In my current graduate AI Class (Gatech CS 6601) we had to perform two mini research projects.
The actual course structure is very nice and refreshing. You read the Textbook [1] chapter by chapter at
home and do some of the homework from the book. The actual lecture covers state of the art in AI
and you are required to perform three research projects (Proposal + Implementation + Evaluation +
Paper) in a bi weekly cycle.
In the first I evaluated how to find influential users in a Twitter network and in the second we predicted how a group of people likes a dish using a bayes net. I thought both are worth a blog post.
The first I performed as a team with Patrick Mize.
Reach for Friends
Our goal in the project was to identify influential users in a social graph. A social graph represents friendships between users. Each node
in such a graph is an individual and each edge represents a
friendship between two people. In order to generate a social graph, we used the Twitter
api and extracted 1000 nodes and stored them in a database.
The database holds two tables, one for users (with their
Twitter id and name) and one for friendships (mapping a
user to another user). We “crawled” the Twitter
network by recursively searching the friends of a user. In
order to control the growth of the tree we restricted the depth
of the search to 5 and the breadth of the tree to 4. So in the
end we estimated the total number of nodes to be at most 4096 nodes. Because some users had less then 4 friends and because we did not continued searching duplicate users we collected 1600 nodes in the end. Our method for influence
is reach of a node / user. Reach computes as follows: For
a node all the shortest paths that go through
it, the shorter of the halves divided by that
node is inserted in a set. The largest distance
in that set is the reach of that node. (see Figure 1)
In the upper graph the reach for v is on the shortest path between s and g. |
we use a landmark based heuristic to search faster. The landmarks for our heuristics are N distinct nodes from our social graph which show more then 4 connections each. From those N nodes we computed the shortest path to all other nodes in the graph using uniform cost search (Dijkstra’s algorithm). Once we computed the landmarks we can speed up future searches using landmarks as a heuristic [2]. The landmark heuristic is the distance from the current node to the landmark minus the distance from the landmark to the goal node. These distances can be looked up in the table we built while computing the landmarks. Since we want to get as close as possible to the actual distance we take the maximum landmark distance as the value of the heuristic function.
h(x, y) = max_i ( dist(x, landmark_i)−dist(landmark_i, y) )
In the end we calculated the influence of some persons in my net and took the one showing the
highest reach. We ended with 3 of my professors, which makes sens, however over a few friends
we found that I am friend with Obama and he got scored lesser then the professors. The explanation
for this puzzling result is that the network was gathered starting from me. So the network is a local one centered around me.
In the second project Woody Folsom and me explored peoples preferences towards food.
A Baysian Approach to Collaborative Dish Selection
Baysian Catering: A use case.
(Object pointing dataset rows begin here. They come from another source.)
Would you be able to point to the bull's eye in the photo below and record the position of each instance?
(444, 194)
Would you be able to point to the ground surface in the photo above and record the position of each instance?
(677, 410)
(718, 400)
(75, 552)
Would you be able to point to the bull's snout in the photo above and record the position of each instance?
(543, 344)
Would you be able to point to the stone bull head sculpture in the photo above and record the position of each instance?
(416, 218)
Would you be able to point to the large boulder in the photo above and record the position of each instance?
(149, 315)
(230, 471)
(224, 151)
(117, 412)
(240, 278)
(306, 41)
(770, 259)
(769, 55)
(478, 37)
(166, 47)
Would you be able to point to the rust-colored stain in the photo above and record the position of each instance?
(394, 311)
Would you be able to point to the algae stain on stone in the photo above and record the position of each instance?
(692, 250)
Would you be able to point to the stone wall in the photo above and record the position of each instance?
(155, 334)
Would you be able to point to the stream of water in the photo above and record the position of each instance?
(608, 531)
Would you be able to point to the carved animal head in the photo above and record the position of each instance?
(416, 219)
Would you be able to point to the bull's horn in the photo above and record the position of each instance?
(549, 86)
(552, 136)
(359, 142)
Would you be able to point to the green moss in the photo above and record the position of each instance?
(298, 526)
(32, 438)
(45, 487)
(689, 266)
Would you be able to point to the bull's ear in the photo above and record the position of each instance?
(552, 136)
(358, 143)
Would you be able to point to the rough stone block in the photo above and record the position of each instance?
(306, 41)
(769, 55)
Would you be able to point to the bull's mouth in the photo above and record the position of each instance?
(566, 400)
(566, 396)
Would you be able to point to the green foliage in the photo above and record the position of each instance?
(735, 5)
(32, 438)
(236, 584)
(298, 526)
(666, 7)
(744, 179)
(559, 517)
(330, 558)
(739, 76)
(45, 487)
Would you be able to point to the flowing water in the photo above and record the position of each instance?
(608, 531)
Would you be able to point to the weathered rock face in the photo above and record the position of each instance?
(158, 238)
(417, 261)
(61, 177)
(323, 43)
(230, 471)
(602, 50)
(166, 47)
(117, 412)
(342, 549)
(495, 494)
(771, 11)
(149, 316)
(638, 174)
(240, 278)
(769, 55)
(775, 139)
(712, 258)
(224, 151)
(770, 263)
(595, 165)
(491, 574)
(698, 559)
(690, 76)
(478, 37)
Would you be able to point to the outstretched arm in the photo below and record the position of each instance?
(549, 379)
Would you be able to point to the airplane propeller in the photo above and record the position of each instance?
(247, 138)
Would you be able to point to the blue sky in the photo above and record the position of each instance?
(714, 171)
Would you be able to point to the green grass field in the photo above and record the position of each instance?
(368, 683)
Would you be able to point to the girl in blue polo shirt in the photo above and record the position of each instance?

Imagine, you run
a catering service and have to plan an event with a
customer. You can create a variaty of dishes and now
you want to discuss with your clients which one to
serve. In order to get a better idea of which preferences and needs you clients will have, you let them
fill out a survey in advance, where they rate a small
amount of your dishes on a scale from 1 − 10 and
inform you about hard constraints like allergies, religious constraints or vegetarians. You then use those
results in order to predict the ratings for the rest of
your dishes and present the clients the top k results.
If such a system works this will save time and will
lead to a better cutomer satisfaction since you can
present them dishes they will most probably like but
still surprise them (since you have not presented them
what the already rated). After the dinner participants
could rate the dishes served at the party which would
improve your work for that client in the future. We model the diners’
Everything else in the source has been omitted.